While not everything in the film is scary, there are a few really good terror moments. The best comes in the flashback when Morgan’s wife Virginia dies. He determines that he will not allow her body to be burned in the pits, so instead he sneaks the body out of the house and buries her. That night, she comes back and attacks him. It’s a fantastic sequence, and if nothing before this indicated just how much this influenced Night of the Living Dead, this absolutely does—and it seems to have also given some notes to Stephen King, who clearly references this at the end of Pet Sematary. Sure, King might have been referencing Romero, but my guess is he knows the genre well enough to have known the original source.
It is in many ways the template for Romero’s film. Morgan barricades himself in his house and is subjected nightly to attacks by the creatures trying to get in. Admittedly, there are differences. The creatures can talk and use rudimentary tools, and while slow and uncoordinated, they aren’t entirely mindless. Additionally, they are only active at night, since the film maintains their essential similarity to vampires. It was an interesting choice to make them slow—in the original novel they are not, but the slow, uncoordinated movements of the creatures are absolutely the source of the signature gait and movement of Romero’s living dead.
The Last Man on Earth was shot in Rome, and while it appears that many of the actors are speaking English (and they likely are), their voices are dubbed, obviously in places. It’s a small issue, but an occasionally noticeable one.

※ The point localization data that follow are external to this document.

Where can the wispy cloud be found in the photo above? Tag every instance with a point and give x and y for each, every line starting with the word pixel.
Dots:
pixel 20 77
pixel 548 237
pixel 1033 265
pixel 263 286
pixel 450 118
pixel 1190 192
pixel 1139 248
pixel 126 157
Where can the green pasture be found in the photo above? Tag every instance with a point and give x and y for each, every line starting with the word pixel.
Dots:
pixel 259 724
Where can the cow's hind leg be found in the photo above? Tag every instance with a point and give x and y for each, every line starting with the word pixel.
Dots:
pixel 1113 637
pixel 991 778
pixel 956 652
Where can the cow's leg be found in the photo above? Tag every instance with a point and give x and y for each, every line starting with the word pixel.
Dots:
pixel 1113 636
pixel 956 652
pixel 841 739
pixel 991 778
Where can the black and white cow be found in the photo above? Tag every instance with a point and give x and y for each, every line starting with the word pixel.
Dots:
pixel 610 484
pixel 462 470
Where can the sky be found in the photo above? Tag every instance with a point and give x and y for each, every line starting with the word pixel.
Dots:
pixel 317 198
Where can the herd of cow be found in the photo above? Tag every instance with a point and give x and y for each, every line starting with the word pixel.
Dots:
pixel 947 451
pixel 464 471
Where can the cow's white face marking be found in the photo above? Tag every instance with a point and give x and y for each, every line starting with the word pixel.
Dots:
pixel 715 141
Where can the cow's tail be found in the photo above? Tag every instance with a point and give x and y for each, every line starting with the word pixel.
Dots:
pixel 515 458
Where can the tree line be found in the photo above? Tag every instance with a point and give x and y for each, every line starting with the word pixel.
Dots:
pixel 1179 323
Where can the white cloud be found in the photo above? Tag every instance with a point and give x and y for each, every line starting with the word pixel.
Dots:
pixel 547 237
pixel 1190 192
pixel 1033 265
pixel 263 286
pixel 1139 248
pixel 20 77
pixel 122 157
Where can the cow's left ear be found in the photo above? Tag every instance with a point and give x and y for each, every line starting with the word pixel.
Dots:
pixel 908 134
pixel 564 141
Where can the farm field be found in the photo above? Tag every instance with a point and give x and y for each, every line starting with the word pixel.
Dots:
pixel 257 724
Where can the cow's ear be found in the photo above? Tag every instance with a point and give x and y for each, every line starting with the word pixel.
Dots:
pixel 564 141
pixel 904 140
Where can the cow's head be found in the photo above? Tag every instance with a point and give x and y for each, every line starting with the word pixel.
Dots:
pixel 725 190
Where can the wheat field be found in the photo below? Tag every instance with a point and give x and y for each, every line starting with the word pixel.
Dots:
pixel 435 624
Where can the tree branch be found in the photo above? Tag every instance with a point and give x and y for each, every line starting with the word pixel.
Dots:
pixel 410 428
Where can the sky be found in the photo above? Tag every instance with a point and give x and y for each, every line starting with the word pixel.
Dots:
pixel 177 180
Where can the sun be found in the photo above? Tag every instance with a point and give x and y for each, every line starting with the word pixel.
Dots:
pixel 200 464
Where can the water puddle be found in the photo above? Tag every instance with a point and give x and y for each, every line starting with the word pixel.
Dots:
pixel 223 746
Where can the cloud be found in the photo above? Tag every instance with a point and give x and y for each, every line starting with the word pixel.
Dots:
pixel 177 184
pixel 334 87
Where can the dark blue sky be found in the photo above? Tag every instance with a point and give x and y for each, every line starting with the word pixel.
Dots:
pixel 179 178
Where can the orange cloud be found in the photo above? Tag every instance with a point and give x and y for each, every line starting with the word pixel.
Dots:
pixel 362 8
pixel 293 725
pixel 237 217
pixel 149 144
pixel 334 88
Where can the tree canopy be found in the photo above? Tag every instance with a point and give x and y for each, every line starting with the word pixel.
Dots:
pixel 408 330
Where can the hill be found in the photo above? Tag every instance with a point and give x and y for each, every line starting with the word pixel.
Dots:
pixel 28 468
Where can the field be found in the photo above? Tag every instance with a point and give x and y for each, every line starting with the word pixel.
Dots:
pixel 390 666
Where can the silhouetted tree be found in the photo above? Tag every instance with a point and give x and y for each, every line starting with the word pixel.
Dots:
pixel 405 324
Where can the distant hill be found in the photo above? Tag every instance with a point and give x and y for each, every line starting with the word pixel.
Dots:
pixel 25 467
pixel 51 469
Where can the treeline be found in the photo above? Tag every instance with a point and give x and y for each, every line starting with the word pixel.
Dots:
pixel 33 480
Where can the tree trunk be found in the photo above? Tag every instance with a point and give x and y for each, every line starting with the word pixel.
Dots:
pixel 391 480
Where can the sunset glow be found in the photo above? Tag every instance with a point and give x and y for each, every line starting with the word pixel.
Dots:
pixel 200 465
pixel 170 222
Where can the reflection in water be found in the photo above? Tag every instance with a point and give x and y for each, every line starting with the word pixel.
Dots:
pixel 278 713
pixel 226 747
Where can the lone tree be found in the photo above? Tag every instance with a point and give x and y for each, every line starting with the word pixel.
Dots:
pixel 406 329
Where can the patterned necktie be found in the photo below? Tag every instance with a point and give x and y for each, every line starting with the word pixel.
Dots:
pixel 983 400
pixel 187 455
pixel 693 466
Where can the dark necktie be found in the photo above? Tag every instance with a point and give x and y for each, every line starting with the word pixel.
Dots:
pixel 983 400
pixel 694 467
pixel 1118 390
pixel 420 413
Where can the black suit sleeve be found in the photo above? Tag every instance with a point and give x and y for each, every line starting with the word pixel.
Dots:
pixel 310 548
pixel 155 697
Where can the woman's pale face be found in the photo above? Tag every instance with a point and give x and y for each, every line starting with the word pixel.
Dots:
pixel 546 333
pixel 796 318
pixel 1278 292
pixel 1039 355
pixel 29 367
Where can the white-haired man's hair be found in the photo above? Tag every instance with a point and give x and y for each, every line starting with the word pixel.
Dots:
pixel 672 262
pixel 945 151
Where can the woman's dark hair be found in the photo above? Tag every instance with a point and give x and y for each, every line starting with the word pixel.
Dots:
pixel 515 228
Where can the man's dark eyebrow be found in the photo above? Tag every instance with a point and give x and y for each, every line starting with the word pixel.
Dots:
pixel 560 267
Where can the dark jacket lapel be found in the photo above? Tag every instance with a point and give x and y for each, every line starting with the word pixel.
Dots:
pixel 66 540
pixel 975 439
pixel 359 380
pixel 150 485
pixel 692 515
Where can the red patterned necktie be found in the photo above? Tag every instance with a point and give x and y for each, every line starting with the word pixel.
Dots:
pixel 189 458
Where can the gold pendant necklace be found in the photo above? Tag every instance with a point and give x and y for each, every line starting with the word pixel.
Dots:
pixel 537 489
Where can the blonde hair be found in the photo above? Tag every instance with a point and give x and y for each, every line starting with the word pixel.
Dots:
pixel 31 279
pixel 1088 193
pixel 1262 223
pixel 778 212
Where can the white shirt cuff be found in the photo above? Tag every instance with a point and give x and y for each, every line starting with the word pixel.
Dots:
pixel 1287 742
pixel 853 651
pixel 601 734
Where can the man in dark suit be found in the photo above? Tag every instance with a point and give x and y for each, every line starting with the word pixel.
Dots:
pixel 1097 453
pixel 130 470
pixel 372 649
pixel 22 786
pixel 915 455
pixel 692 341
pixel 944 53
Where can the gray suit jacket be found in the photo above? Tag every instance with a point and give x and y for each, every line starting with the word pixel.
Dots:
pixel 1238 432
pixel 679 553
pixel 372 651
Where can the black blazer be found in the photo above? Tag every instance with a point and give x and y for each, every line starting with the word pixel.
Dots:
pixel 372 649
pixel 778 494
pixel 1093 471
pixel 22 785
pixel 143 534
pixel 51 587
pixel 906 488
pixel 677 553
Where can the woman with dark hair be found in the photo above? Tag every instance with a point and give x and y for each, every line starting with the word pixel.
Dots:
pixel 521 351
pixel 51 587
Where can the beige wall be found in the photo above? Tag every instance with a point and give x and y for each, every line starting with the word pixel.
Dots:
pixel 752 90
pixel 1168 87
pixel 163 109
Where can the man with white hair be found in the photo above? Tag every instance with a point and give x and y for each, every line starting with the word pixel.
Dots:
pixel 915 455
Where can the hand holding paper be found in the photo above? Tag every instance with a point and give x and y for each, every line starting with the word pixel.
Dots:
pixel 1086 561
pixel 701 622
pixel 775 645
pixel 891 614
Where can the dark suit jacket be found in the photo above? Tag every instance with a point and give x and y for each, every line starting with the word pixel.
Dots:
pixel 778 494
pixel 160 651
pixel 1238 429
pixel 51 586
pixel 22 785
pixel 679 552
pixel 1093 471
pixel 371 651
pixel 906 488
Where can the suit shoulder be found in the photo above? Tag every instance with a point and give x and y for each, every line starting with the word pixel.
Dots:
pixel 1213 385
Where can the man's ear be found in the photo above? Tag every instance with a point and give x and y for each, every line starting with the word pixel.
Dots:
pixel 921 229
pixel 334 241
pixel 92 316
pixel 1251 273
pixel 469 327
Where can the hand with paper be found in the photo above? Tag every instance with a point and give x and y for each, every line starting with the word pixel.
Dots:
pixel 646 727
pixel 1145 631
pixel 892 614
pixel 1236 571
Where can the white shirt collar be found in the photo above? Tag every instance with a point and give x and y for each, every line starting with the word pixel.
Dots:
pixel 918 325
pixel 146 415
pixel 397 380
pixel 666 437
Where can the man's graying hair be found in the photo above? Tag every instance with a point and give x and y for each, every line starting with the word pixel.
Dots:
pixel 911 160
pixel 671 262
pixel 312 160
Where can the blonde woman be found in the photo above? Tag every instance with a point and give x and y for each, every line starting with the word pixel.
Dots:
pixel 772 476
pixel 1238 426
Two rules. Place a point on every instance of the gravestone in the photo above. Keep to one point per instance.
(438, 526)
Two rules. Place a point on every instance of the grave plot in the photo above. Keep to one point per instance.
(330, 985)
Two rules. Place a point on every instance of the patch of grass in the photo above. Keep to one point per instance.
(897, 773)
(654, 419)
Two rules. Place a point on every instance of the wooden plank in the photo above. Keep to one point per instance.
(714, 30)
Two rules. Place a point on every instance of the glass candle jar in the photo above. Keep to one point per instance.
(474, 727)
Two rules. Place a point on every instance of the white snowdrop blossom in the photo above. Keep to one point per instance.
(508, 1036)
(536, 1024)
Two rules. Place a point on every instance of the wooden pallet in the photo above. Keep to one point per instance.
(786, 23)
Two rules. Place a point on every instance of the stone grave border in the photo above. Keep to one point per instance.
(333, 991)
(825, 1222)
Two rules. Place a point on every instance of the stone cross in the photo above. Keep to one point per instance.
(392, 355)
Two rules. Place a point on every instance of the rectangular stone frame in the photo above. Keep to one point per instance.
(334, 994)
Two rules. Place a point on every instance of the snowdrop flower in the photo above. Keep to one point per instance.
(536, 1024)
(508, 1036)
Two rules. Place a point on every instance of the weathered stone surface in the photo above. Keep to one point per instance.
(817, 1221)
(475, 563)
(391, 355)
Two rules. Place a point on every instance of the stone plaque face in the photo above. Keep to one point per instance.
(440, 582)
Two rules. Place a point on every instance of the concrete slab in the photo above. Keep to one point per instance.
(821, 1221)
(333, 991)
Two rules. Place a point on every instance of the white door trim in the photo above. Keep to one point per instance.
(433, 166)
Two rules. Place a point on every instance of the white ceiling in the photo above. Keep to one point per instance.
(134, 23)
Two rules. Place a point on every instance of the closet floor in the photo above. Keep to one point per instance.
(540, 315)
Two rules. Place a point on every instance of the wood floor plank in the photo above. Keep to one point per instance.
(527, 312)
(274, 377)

My issues here are less with the film itself and more with its connection to the original work. One of the great strengths of the story is that the main character (Robert Neville in the book and both other film adaptations) is his realization that he is not the hero of the story, but the monster plaguing the existence of the infected survivors. He’s not a legend in a positive way, but the stuff of nightmares, the boogeyman that will have stories told about him around the campfire for generations to come. There’s the tiniest hint of this in this adaptation when Ruth reveals that she has been sent to watch him by those survivors, but the depth of that is missing and sorely missed.
Still, this is the best adaptation we’re likely to get for some time.
Why to watch The Last Man on Earth: It is very clearly the inspiration for Night of the Living Dead.
Why not to watch: While the best of the adaptations of “I am Legend,” it still punts the ending.